National Center for Natural Products Research, Research Institute of Pharmaceutical Sciences, University of Mississippi, University, MS 38677, USA.
Department of BioMolecular Sciences, Division of Pharmacognosy, School of Pharmacy, The University of Mississippi, University, MS 38677, USA.
Molecules. 2019 Feb 21;24(4):777. doi: 10.3390/molecules24040777.
Bioassay-guided fractionation of an EtOAc extract of the broth of the endophytic fungus sp. UM10M (Xylariaceae) isolated from a diseased leaf afforded three known cytochalasins, 19,20-epoxycytochalasins C () and D (), and 18-deoxy-19,20-epoxy-cytochalasin C (). All three compounds showed potent in vitro antiplasmodial activity and phytotoxicity with no cytotoxicity to Vero cells. These compounds exhibited moderate to weak cytotoxicity to some of the cell lines of a panel of solid tumor (SK-MEL, KB, BT-549, and SK-OV-3) and kidney epithelial cells (LLC-PK). Evaluation of in vivo antimalarial activity of 19,20-epoxycytochalasin C () in a mouse model at 100 mg/kg dose showed that this compound had weak suppressive antiplasmodial activity and was toxic to animals.

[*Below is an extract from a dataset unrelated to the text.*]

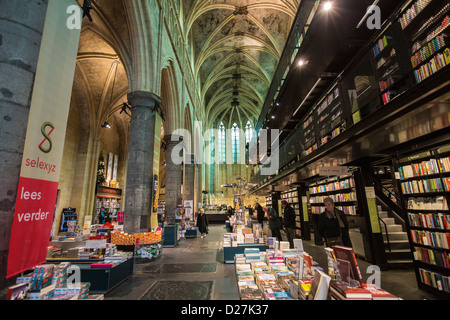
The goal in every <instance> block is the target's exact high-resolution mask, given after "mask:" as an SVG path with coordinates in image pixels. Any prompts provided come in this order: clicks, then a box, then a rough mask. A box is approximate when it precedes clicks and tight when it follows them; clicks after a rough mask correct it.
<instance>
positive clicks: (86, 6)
mask: <svg viewBox="0 0 450 320" xmlns="http://www.w3.org/2000/svg"><path fill="white" fill-rule="evenodd" d="M82 9H83V18H84V17H88V19H89V21H90V22H92V21H93V20H92V17H91V13H90V11H91V10H92V9H93V8H92V7H91V0H84V2H83V7H82Z"/></svg>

生物测定指导下,从内生真菌 sp.UM10M(木层孔菌科)的发酵液乙酸乙酯提取物中分离得到三种已知的细胞松弛素,19,20-环氧细胞松弛素 C () 和 D (),以及 18-脱氧-19,20-环氧细胞松弛素 C ()。这三种化合物均表现出很强的体外抗疟原虫活性和植物毒性,对 Vero 细胞无细胞毒性。这些化合物对一组实体瘤(SK-MEL、KB、BT-549 和 SK-OV-3)和肾上皮细胞(LLC-PK)的细胞系表现出中等至弱的细胞毒性。在 100mg/kg 剂量的小鼠模型中评价 19,20-环氧细胞松弛素 C () 的体内抗疟原虫活性,表明该化合物具有较弱的抑制抗疟原虫活性,对动物有毒。